Fin 2015, la coque construite à l'envers est terminée et tournée. Franz Köhn fabrique ensuite l'ossature du pont à partir de bois de conifères et de chêne, puis la recouvre de contreplaqué de construction navale de dix millimètres d'épaisseur.
Les planches de fond sont en mélèze, le safran en acajou et en fibre de carbone. De nombreuses solutions de ce type occupent Franz Köhn en théorie, qui y prend autant de plaisir qu'à l'exécution artisanale elle-même. Il recouvre par exemple l'épée en bois profilée d'une fine couche de plomb pour qu'elle puisse bien s'abaisser. Pour obtenir des ferrures en bronze adaptées au style, Köhn se rend chez Dauelsberg à Delmenhorst et chez Toplicht à Hambourg. Ce qu'il ne peut pas obtenir là-bas, il le fabrique lui-même.
Köhn colle le profil creux du mât à partir de 16 lattes d'épicéa, il construit les blocs de bois de ses propres mains. Et lorsque tous les travaux de peinture sont terminés, les ferrures montées et les voiles livrées et accrochées, il part avec sa femme pour ce voyage inaugural sur le lac de Schwerin. Non sans avoir célébré au préalable un baptême en bonne et due forme. "Quand je disparaissais dans l'atelier, ma femme disait toujours : "Alors, tu retournes en thérapie ?", dit Franz Köhn en riant. Et tandis qu'il resserre l'écoute et fait remonter son bateau de rêve au vent, un sourire se dessine sur son visage. Et cela se voit clairement : Sa thérapie est efficace.
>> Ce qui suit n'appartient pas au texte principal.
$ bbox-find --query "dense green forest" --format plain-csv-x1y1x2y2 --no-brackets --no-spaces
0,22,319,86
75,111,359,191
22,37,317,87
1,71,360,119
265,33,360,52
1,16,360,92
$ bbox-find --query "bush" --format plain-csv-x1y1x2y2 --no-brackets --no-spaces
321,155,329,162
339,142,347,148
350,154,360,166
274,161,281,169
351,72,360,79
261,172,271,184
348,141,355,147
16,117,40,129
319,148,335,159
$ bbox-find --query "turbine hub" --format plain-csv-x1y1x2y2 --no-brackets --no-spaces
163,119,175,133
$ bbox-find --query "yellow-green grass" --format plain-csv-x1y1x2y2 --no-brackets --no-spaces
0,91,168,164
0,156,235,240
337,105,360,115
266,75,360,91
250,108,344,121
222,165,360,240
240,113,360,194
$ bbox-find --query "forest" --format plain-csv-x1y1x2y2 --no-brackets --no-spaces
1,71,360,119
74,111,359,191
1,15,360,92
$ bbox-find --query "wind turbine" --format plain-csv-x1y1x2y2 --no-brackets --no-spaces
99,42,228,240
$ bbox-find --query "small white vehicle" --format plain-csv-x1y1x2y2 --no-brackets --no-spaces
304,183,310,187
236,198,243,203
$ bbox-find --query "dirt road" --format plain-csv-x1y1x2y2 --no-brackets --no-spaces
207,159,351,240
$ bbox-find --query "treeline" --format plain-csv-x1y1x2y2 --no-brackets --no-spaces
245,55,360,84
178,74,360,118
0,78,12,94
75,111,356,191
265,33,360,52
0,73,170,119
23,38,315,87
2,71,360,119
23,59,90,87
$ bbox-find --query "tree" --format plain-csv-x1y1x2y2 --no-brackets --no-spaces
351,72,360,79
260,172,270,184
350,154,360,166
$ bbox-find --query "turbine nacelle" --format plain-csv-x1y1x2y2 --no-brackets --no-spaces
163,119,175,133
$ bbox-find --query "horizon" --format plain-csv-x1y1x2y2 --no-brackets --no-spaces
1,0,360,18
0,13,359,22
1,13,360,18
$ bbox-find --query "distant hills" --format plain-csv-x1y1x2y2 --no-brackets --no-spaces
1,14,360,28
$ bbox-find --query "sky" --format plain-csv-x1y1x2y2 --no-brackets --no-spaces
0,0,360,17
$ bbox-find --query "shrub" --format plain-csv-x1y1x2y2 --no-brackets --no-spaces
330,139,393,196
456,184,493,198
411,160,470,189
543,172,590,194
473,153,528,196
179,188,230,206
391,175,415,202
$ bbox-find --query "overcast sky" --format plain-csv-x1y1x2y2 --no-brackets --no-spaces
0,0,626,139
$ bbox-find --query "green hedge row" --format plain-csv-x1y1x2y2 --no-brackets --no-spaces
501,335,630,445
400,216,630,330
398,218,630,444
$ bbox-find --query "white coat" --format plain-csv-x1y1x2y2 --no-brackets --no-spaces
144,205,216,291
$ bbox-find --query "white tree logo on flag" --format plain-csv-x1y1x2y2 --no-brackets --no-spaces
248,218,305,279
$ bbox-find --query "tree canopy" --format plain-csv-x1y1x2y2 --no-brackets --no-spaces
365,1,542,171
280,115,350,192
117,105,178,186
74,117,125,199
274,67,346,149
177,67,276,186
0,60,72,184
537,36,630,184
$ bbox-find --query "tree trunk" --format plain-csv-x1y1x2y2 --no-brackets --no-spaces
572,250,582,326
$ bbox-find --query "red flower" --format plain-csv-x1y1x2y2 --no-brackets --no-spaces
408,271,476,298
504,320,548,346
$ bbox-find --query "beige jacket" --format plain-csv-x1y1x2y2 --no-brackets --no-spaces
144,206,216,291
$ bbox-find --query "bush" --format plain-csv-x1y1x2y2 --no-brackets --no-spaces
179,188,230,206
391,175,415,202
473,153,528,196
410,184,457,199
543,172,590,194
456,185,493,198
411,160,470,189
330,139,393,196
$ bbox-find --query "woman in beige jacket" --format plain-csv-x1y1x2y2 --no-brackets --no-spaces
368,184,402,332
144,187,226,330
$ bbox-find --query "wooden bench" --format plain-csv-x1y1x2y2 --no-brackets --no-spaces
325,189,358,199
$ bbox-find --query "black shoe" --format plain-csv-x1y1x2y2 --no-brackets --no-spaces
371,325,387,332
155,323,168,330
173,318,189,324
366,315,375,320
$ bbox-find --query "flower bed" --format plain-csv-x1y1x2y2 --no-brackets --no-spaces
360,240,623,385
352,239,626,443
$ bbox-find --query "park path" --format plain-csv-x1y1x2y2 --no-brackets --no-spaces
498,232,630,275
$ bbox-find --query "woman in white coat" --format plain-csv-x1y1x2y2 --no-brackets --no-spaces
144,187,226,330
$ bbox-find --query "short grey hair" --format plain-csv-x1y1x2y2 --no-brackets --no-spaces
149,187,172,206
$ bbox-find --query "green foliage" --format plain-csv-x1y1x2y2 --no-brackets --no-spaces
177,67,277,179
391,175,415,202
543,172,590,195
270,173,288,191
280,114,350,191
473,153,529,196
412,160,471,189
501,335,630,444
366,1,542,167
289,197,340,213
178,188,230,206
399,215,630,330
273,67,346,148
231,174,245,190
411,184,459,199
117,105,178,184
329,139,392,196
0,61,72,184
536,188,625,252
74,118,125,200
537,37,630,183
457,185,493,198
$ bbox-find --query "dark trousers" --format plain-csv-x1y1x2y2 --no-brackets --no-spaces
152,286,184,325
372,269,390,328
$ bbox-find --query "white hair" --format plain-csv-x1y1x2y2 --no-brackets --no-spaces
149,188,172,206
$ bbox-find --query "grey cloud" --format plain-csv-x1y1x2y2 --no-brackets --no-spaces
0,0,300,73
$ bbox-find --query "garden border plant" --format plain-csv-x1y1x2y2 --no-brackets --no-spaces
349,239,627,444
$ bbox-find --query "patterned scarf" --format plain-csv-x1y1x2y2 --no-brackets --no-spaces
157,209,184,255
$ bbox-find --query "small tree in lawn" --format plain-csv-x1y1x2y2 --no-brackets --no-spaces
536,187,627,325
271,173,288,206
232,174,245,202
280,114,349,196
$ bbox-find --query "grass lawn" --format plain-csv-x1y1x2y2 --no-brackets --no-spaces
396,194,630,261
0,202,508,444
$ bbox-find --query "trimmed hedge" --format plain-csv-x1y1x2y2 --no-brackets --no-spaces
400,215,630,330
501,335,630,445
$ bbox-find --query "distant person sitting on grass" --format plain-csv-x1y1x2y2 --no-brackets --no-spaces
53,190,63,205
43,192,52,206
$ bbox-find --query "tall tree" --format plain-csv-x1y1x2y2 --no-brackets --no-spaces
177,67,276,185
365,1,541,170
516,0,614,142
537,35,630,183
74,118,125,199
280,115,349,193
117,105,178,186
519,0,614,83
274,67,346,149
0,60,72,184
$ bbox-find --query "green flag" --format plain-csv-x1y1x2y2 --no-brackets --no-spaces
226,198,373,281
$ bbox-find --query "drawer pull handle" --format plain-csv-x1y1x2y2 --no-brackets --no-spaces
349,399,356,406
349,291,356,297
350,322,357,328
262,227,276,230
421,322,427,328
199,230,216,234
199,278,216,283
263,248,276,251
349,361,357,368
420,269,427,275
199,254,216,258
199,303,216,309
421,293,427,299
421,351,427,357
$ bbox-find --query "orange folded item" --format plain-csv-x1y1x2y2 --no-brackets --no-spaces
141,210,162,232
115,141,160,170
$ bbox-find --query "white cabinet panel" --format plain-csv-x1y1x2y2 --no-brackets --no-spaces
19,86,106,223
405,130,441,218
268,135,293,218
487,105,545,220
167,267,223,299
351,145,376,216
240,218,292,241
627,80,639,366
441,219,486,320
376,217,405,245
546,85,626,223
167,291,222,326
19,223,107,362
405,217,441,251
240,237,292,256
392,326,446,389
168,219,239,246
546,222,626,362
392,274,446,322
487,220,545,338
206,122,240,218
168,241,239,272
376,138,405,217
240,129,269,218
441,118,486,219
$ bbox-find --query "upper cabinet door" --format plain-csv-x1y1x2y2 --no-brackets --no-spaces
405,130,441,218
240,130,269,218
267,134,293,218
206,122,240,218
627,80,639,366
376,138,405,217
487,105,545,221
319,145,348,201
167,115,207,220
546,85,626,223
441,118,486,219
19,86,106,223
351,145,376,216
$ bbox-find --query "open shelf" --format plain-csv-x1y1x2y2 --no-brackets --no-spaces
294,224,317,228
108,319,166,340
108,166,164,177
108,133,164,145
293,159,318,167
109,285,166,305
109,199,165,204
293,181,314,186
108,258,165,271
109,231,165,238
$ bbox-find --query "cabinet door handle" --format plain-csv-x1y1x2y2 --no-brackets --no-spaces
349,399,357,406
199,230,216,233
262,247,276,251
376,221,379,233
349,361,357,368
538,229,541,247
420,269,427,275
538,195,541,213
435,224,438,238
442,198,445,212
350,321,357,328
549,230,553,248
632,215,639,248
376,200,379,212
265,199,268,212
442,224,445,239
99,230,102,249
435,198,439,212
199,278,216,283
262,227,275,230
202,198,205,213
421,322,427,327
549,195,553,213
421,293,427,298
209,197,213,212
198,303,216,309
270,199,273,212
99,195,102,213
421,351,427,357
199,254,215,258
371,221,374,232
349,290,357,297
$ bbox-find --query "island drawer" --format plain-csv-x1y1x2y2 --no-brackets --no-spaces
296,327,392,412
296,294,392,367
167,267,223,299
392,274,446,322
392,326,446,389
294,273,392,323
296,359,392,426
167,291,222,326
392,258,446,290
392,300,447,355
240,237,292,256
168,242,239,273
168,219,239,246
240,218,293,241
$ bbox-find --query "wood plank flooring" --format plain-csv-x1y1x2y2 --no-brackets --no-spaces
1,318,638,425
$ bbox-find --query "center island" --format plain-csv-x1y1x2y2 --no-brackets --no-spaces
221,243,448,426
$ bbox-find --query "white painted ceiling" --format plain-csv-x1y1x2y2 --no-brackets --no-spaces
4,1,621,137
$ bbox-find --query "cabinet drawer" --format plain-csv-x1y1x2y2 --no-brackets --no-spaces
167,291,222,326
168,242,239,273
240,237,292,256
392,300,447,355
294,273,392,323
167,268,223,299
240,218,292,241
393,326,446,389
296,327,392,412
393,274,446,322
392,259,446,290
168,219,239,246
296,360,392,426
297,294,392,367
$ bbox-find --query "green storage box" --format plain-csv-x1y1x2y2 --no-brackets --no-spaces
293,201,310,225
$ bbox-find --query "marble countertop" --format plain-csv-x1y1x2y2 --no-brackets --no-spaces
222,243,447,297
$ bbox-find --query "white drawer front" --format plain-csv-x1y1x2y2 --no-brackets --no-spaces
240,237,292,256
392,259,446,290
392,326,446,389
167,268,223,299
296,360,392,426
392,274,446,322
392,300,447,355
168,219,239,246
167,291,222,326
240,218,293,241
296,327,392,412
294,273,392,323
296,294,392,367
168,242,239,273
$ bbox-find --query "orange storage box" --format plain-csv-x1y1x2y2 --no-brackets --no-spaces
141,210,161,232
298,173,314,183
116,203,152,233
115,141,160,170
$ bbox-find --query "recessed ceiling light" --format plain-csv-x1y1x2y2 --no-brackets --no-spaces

Le bateau à quille ouverte a été développé en 1898 par le célèbre constructeur américain Nathanael Greene Herreshoff pour la régate, conformément aux idées de l'époque. Le gréement en gaffes était considéré comme avantageux à cet effet pour différentes raisons. La dérive est due à la zone côtière de Buzzard's Bay, peu profonde, située sur la côte est américaine, au sud-est de l'État du Massachusetts. Ce bateau était le deuxième d'une série de One-Designs de Herreshoff, qui étaient très répandus dans la région. Aujourd'hui, il n'existe plus que quelques exemplaires historiques. Les plans complets se trouvent au Massachusetts Institute of Technology (MIT), des dessins simples sont disponibles auprès de Mystic Sea Port ( www.mysticseaport.com ).
Nathanael Greene Herreshoff, surnommé le "magicien de Bristol" ou tout simplement le "capitaine Nat", a dominé le yachting international au tournant du siècle. Ses constructions remportaient généralement l'America's Cup lorsqu'elles étaient au départ, et de nombreuses inventions révolutionnaires dans la construction de yachts apparaissaient pour la première fois sur ses constructions. Le conglomérat de chantiers navals Herreshoff Manufacturing Company, fondé avec son frère John Brown Herreshoff, employait à l'époque plus de 300 personnes et était en mesure de fabriquer lui-même tout ce qui était nécessaire sur un bateau. L'entreprise était également pionnière dans d'autres domaines. Des constructions extrêmement légères, des matériaux inhabituels et des temps de construction toujours incroyablement courts en ont fait, du vivant même de ses propriétaires, une forge légendaire pour l'extraordinaire. En tant que navigateur, "NGH" jouissait également d'une excellente réputation et, jusqu'à un âge avancé, il suivait les régates dans son bassin d'origine au large de Newport à bord de son propre yacht à vapeur. Aujourd'hui, l'héritage de ce grand constructeur se trouve au Musée Herreshoff d'admirer.
Cet article a été publié pour la première fois dans le numéro 21/2020 de YACHT et a été révisé pour cette version en ligne.